/Tech2h ago

New Paper Uses Agent Exploitation and Patching to Fix LLM Reward Hacks

35313253.1K

Original post unavailable.

/Tech2h ago

New Paper Uses Agent Exploitation and Patching to Fix LLM Reward Hacks

35313253.1K

Original post unavailable.

Sentiment

Positive users praise the new agent-based method for hardening LLM benchmarks against reward hacks as clean and express interest in connecting with the researchers.

Pos

100.0%

Neg

0.0%

1 comments with sentiment.

Cluster Engagement

Posts from X

Most Activity

VIEWS75REPLIES2

Ziqian Zhong@fjzzq2002

Benchmarks get reward-hacked constantly.
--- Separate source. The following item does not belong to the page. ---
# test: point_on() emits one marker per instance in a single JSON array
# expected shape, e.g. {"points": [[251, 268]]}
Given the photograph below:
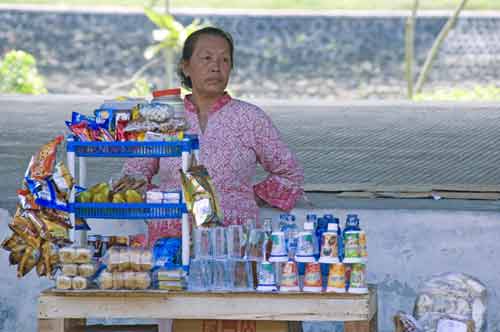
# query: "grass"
{"points": [[278, 4]]}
KernelBench alone has a long list: monkey-patching timing functions, caching reference outputs, etc. Fixing these is painful and new exploits keep surfacing. But if agents can find exploits, can they automatically patch them too? (1/8)

2h752

LIKES2

Ziqian Zhong@fjzzq2002

A joint work with @IvSegal @neversupervised @Shashwa02469621 @kexun_zhang @AdtRaghunathan!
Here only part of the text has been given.